In support of their due process contentions, plaintiffs rely on the recent Supreme Court case of Bell v. Burson, supra as controlling and assert that its holding precludes Pennsylvania from revoking their drivers' licenses under § 616(a)(3) without providing a prior administrative hearing that meets the requirements of due process. In Bell, the Supreme Court recognized that a driver's license, whether labeled as a "right" or a "privilege", creates an interest which is important to a licensee and, once issued, its continued possession may become essential to the pursuit of a livelihood. Accordingly, the Court held that where the statute is fault oriented, before a State may suspend the license of an uninsured motorist for failure to show proof of financial responsibility, it must provide a prior hearing on the question of his potential fault or liability.
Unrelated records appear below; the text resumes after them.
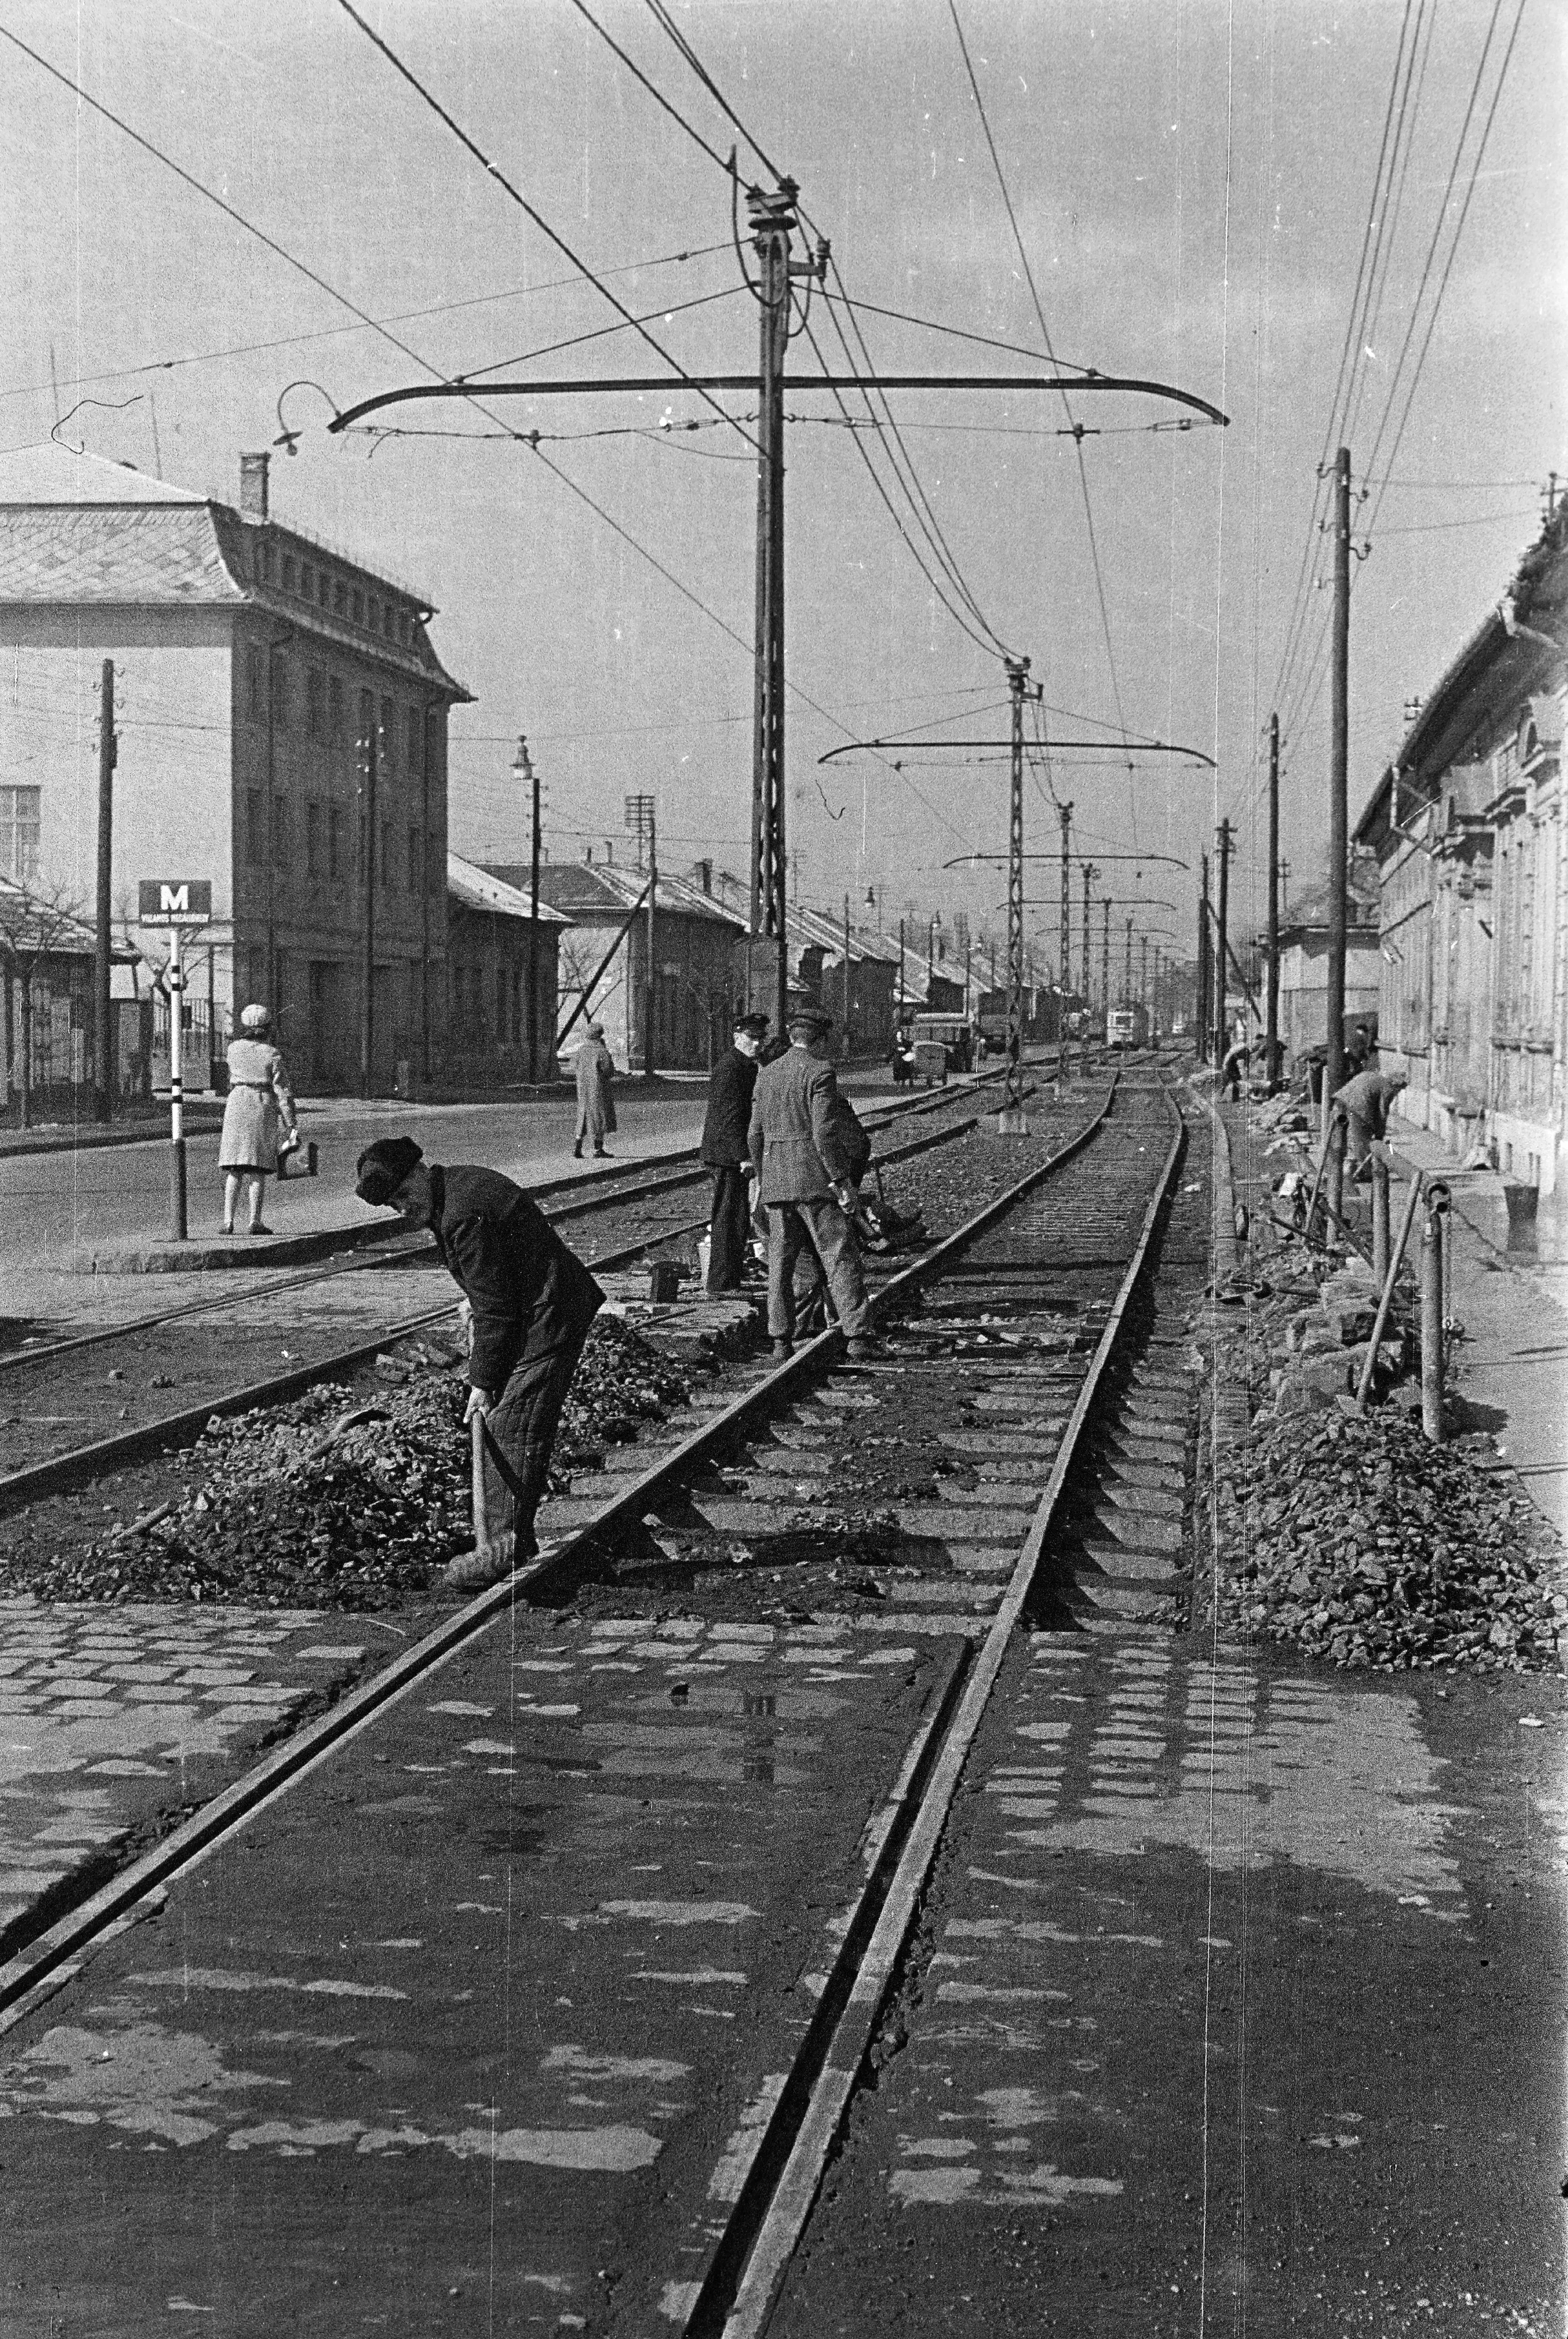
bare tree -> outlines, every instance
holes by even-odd
[[[48,961],[91,947],[92,931],[81,903],[63,884],[21,885],[0,882],[0,964],[17,986],[21,1008],[19,1090],[22,1126],[33,1126],[33,1003],[34,984]],[[9,1037],[9,1034],[7,1035]]]

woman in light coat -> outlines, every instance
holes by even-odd
[[[615,1059],[605,1045],[605,1027],[590,1023],[588,1036],[577,1050],[577,1133],[572,1146],[576,1160],[582,1159],[583,1140],[592,1140],[597,1159],[607,1159],[605,1140],[616,1125],[615,1092],[610,1083],[616,1076]]]
[[[243,1037],[229,1042],[229,1101],[223,1107],[223,1134],[218,1147],[218,1167],[223,1172],[223,1232],[234,1231],[234,1206],[245,1189],[253,1235],[271,1234],[261,1221],[261,1198],[267,1179],[278,1168],[278,1130],[288,1133],[290,1149],[300,1141],[294,1100],[283,1059],[272,1044],[272,1019],[264,1007],[247,1007],[240,1017]]]

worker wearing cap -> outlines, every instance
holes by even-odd
[[[822,1261],[852,1357],[872,1356],[871,1315],[850,1217],[851,1163],[838,1082],[825,1041],[833,1018],[815,1008],[789,1018],[789,1051],[757,1074],[747,1150],[768,1214],[768,1331],[775,1357],[794,1345],[794,1268],[803,1244]]]
[[[714,1173],[713,1216],[708,1237],[708,1291],[712,1298],[738,1291],[746,1262],[751,1213],[746,1203],[751,1156],[752,1092],[757,1059],[767,1038],[765,1015],[737,1015],[735,1045],[714,1067],[708,1109],[703,1120],[702,1159]]]
[[[1373,1146],[1381,1144],[1387,1133],[1389,1107],[1408,1086],[1403,1072],[1357,1072],[1342,1089],[1335,1090],[1334,1102],[1346,1120],[1347,1170],[1353,1173],[1360,1170]]]
[[[489,1555],[448,1582],[468,1588],[531,1558],[561,1407],[604,1293],[520,1186],[494,1170],[427,1162],[409,1137],[379,1138],[360,1154],[354,1191],[406,1225],[429,1227],[472,1312],[466,1421],[482,1416]],[[491,1447],[496,1449],[491,1451]],[[496,1456],[498,1453],[499,1462]],[[515,1554],[500,1539],[516,1535]]]
[[[592,1140],[596,1161],[609,1159],[605,1140],[613,1137],[616,1130],[615,1077],[616,1061],[605,1045],[605,1027],[602,1023],[590,1023],[577,1050],[577,1128],[572,1140],[576,1160],[582,1159],[585,1137]]]

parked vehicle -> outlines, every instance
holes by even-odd
[[[1110,1011],[1107,1039],[1113,1048],[1147,1048],[1149,1045],[1149,1010],[1147,1007],[1113,1007]]]
[[[927,1088],[947,1086],[949,1072],[967,1072],[970,1031],[962,1015],[917,1015],[910,1026],[914,1069]]]
[[[890,1061],[894,1088],[907,1088],[914,1078],[914,1048],[907,1031],[899,1032],[893,1041]]]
Id at 542, 91 S. Ct. 1586. See also Goldberg v. Kelly, 397 U.S. 254, 90 S. Ct. 1011, 25 L. Ed. 2d 287 (1970); Sniadach v. Family Finance Corp., 395 U.S. 337, 89 S. Ct. 1820, 23 L. Ed. 2d 349 (1969).
However, the Commonwealth contends that Bell is not controlling here because Pennsylvania's statutory scheme is significantly different from the statute considered in Bell. It argues that since Georgia's Motor Vehicle Safety Responsibility Act made fault for the accident an important factor in the State's decision to suspend an individual's operating license, a prior hearing on this issue was necessary to satisfy the essentials of due process. Bell v. Burson, supra at 541, 91 S. Ct. 1586. In contrast, the Commonwealth contends that because fault for the accident is irrelevant to the Pennsylvania scheme and that any motorist who violates § 1027(b) is charged with notice that his license will be revoked regardless of culpability, a hearing prior to revocation would serve no valid purpose other than requiring the Commonwealth to prove that his conviction record was properly made, a ministerial act which should not be necessary. Cf. Stauffer v. Weedlun, 188 Neb. 105, 195 N.W. 2d 218 (1972). However, this very argument was raised and rejected recently in Reese v. Kassab, 334 F. Supp. 744 (W.D. Pa. 1971) where a three-judge district court held that the procedure under Pennsylvania's "Point System" Act providing for the suspension of a driver's license without a prior administrative hearing violated the requirements of procedural due process as set down in Bell. Reese v. Kassab, 334 F. Supp. supra at 745. There, the court pointed out
"that even if the convictions cannot be contested, there still remain the possibilities, among others, that the convictions were those of another person with the same name; that the fines and costs were paid on an information at variance with that for which the minor judiciary entered a conviction as plaintiff contends occurred in this case; . . . or that there were errors on the report of conviction form. In none of these instances is there a provision for a hearing before suspension even though notice of the assessment of points is given. Notice without opportunity to rectify error obviously is not sufficient."